Lazy regexp is not lazy enough

Consider the string

  xyz<h1>x P0 y</h1><h1>x Q1 y</h1><h1>1 Placeholder2 2</h1>abc

and the pattern

  <(h\d)>.*?Placeholder2.*?<\/\1>

the pattern matches   <h1>x P0 y</h1><h1>x Q1 y</h1><h1>1 Placeholder2 2</h1>

I want it to match

  <h1>1 Placeholder2 2</h1>

How can I do this? That is, I want to find the nearest <h1> ... </h1> surrounding Placeholder2.

Don't know if/how to bend ruby's regular expressions to do this but trying to parse html with regular expressions is doomed to fail eventually. Use something like nokogiri.

Fred

Ralph Shnelvar wrote in post #980334:

How can I do this? That is, I want to find the nearest <h1> ... </h1> surrounding Placeholder2.

First, I'll +1 Fred on using Nokogiri for parsing HTML.

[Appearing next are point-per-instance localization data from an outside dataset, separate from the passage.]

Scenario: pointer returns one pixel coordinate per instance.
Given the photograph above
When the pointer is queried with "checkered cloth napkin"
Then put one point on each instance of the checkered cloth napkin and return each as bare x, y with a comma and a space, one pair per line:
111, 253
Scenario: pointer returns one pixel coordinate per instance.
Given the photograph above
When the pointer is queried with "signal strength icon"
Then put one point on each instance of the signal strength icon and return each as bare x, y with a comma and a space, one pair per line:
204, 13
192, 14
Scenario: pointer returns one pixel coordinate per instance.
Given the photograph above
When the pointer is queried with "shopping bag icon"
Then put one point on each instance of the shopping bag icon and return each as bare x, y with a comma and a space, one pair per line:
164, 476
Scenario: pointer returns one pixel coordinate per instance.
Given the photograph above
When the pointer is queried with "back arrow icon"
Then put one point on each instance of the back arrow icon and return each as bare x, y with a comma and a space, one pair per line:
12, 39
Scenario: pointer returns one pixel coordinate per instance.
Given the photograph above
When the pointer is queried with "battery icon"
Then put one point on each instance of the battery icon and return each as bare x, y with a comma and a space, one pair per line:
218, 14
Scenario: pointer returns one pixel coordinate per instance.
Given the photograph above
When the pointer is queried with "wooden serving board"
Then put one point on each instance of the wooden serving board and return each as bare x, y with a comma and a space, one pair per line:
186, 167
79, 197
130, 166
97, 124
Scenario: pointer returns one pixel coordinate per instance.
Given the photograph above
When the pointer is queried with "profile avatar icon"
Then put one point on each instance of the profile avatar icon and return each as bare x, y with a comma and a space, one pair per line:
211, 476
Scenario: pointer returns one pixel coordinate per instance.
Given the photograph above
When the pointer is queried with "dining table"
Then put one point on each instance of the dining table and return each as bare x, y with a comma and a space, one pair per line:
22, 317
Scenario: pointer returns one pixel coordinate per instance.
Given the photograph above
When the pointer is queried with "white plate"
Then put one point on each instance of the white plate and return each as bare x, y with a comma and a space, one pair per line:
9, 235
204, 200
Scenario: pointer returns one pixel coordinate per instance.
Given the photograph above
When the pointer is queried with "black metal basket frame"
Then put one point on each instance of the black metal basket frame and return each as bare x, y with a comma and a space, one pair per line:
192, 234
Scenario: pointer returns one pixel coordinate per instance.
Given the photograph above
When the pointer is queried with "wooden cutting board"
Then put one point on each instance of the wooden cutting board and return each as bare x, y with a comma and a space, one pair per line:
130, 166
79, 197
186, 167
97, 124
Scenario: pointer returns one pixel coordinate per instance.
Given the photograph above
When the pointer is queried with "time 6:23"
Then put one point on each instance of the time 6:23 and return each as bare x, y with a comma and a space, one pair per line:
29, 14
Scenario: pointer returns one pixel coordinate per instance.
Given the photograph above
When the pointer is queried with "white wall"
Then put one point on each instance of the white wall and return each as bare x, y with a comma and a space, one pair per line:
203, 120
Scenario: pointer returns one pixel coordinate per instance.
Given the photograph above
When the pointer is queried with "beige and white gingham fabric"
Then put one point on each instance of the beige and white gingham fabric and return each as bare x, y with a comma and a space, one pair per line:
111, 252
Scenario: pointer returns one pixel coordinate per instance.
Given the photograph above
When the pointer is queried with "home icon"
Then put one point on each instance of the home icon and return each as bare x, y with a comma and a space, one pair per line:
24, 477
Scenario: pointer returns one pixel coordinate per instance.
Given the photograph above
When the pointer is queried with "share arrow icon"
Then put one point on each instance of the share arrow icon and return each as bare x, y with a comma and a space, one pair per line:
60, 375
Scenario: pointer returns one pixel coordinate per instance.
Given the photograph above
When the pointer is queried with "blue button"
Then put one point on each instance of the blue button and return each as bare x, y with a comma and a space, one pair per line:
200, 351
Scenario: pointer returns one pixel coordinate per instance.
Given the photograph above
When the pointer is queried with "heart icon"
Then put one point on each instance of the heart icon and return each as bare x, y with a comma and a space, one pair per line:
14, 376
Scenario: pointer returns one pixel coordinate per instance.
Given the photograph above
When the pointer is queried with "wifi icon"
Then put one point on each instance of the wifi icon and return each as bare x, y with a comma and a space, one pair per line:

But you can modify you regex so any markup '<' characters are excluded using [^<], as in:

p = /<(h\d)>[^<]+Placeholder2.*?<\/\1>/ s = "xyz<h1>x P0 y</h1><h1>x Q1 y</h1><h1>1 Placeholder2 2</h1>abc" p =~ s

=> 33

$1

=> "h1"

Is that what you meant?

- ff

In terms of Nokogiri and Hpricot ...

I develop on a Windows machine and my ISP's machine is a Linux.

Nokoogiri works great on my development machine. My ISP does not support Nokogiri on his ... unless I am willing to spend the money to have him install it .. which I don't ... and for political reasons, I can't move to another ISP.

Hpricot has given me lots and lots of problems ...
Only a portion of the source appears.